Industry Insight: How U.S. Tariff Policies Could Impact Canadian MSBs
With Donald Trump returning to office in 2025, Canadian businesses, particularly Money Services Businesses (MSBs), should be aware of the potential ripple effects of renewed or expanded U.S. tariffs.
One of the key proposals under discussion is a 10% across-the-board tariff on all imports, which could reignite trade tensions and directly impact cross-border commerce between Canada and the U.S.
What This Means for MSBs
1. Increased Currency Volatility
Tariffs often trigger foreign exchange fluctuations. It is predicted that in the short-term, the Canadian dollar will continue to weaken if most of the U.S. tariffs remain in place for longer than a couple of weeks.

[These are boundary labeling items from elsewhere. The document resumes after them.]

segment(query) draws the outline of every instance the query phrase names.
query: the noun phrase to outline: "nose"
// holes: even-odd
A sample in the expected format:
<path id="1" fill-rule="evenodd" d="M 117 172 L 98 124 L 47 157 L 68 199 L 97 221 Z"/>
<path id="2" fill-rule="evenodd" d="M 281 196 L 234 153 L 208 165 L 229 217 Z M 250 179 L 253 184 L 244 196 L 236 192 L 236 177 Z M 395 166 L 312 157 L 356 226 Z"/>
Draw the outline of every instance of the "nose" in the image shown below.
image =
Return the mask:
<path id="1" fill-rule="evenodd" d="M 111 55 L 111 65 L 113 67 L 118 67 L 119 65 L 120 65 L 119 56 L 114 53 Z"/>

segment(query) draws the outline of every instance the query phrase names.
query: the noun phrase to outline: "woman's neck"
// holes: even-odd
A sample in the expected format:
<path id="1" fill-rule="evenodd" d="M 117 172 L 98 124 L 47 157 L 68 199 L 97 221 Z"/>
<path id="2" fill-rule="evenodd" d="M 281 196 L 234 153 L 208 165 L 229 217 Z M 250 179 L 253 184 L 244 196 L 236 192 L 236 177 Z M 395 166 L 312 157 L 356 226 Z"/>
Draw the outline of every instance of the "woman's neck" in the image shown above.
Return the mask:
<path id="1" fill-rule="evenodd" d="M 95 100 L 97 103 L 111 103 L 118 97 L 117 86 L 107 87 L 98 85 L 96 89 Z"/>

For MSBs, this could mean increased demand for FX services but also heightened exposure to volatility. Businesses may seek out MSBs offering real-time rates, hedging tools, or tailored guidance.

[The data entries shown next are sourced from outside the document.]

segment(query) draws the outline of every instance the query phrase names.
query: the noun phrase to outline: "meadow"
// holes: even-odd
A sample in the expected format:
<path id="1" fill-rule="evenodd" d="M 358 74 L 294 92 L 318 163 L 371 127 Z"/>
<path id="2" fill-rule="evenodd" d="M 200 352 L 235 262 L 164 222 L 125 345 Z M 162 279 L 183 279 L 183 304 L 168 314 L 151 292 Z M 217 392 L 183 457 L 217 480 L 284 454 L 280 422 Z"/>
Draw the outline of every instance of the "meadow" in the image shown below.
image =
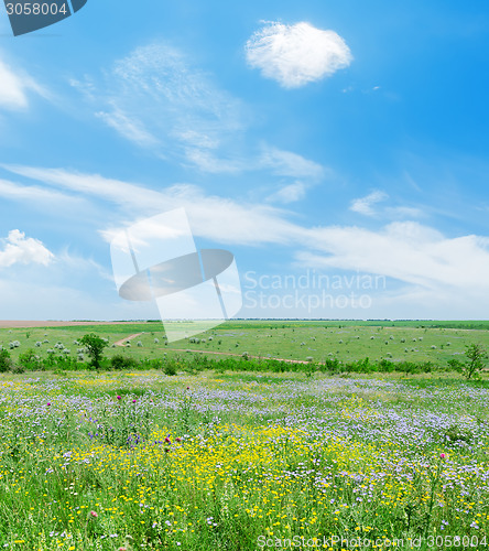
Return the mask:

2. Disrupted Trade and Payment Flows
Clients engaged in import/export may face higher costs and cash flow pressures. This could lead to a shift in transaction volumes, delayed payments, or increased demand for international wire transfers and invoice factoring.
3. Regulatory Implications
A more protectionist U.S. policy may bring added scrutiny to cross-border payments. MSBs should ensure their compliance programs are prepared to handle evolving KYC, AML, and transaction monitoring requirements, particularly for U.S.-linked transactions.